Anger Without a Cause
2 hours ago
5 comments:
Government toadies who are supposed to regulate these Pantagruelian banks are
too impressed by their wealth.
Remember that pernicious phrase, "Too big to fail" ? Which really means too rich to punish.
Anyone who even entertains the notion that you can regulate a bank - or ANY enterprise for that matter - into perfect behavior, is delusional. That comment is NOT up for debate. In fact, regulation is so poorly administered that it is actually a destabilizing factor - also not up for debate.
If you look no further than Adolph Hitler as the cause for WWII and never look at the disaster known as the Versailles Treaty, you will never grasp the fundamental cause of the war. Likewise, if you only look at the banks and never look at the politicians (specifically Barney Frank & Al Franken) you will never understand the 2008 real estate collapse or any other bank "failure."
But that aside, I do agree that the behemoths are too big. Their mere size is destabilizing to the economy because their failure would be catastrophic. But please remind me...who let them grow so big? Hmmm...let me see...could it be...THE GOVERNMENT???????
I do not see the division between politicians and government as being so clean as Nikolaus suggests.

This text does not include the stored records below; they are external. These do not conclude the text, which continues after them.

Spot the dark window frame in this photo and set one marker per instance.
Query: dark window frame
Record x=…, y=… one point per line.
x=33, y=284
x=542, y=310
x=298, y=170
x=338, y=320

From Lew, Geithner, Paulson, O'Neill down to their subsecretaries and the top regulators at the SEC (both Team Red and Team Blue), they are all alums of Citibank, Goldman Sachs or Chase. Then after their time "serving" in govt, they head back to their multi-million paydays at the TBTF banks. This is government completely co-opted by the big banks, who provide the foxes to guard the henhouse.

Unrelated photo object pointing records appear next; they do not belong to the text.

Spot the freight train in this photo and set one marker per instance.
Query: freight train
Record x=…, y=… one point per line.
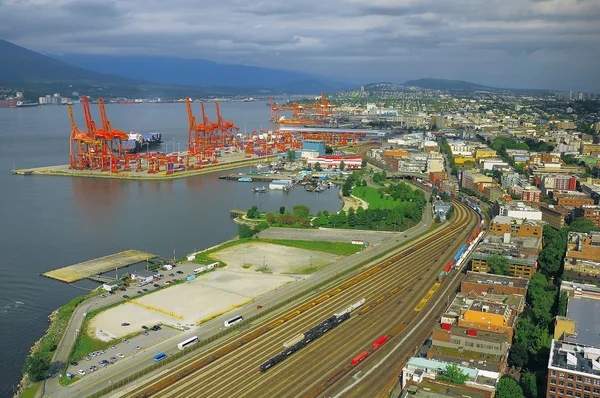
x=461, y=256
x=312, y=334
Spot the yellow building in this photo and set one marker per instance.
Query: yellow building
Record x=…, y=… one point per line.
x=485, y=153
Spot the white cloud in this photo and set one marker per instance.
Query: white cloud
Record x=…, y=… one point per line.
x=511, y=43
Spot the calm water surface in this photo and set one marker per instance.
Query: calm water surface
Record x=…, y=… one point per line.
x=49, y=222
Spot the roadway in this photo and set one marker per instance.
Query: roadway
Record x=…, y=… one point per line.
x=392, y=290
x=135, y=361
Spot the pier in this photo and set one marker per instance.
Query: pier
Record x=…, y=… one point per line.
x=92, y=268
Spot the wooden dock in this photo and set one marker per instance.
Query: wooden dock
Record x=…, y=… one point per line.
x=92, y=268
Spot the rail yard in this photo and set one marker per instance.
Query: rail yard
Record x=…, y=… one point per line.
x=396, y=290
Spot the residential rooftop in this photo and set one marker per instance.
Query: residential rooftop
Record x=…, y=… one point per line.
x=499, y=280
x=431, y=388
x=574, y=357
x=514, y=221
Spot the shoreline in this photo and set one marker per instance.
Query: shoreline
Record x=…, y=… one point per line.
x=64, y=171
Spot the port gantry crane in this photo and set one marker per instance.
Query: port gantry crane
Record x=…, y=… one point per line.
x=227, y=129
x=275, y=111
x=78, y=145
x=94, y=134
x=113, y=152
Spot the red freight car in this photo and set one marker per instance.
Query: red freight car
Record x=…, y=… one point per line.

Even so, saying that since we the public are not regulating these felons effectively that we should just throw up our hands and call it a day is comical, but I'm sure it is a type of comedy that delights the criminals in the Govt/Bank revolving door.
Who said the division between politicians and government was clean? Absolutely NOT me! Nor did I make any comment remotely close to "throw up our hands and call it a day." You are daft if you think I did.
I'm fine pointing out all the crooks in banking...and in journalism...the legal profession (don't EVEN get me started)...sports...advertising...car sales...
But I assure you that banking is loaded to the gills with honest, hard-working schlubs earning a living. The issues at hand are far more complex than you can imagine. The "banks are evil" meme is as tiresome as it is trite.
My 'daftness' is as follows:
You said "the notion that you can regulate a bank - or ANY enterprise for that matter - into perfect behavior, is delusional" from this there are two options. Either you are saying:
a) the act of regulation is futile (what I assumed you meant, giving you the benefit of the doubt)
or
b) sure regulating is worthwhile, but no one should assume it can be done to perfection. (In which case you are guilty of a serious strawman, since no one mentioned 'perfection').
Then you minimised the vast corruption and felonies listed in the article by saying there are plenty of "honest schlubs" in banking (of course there are; no one ever said there weren't. Strawman #2).
John's leitmotif stands. Banks are the enemy.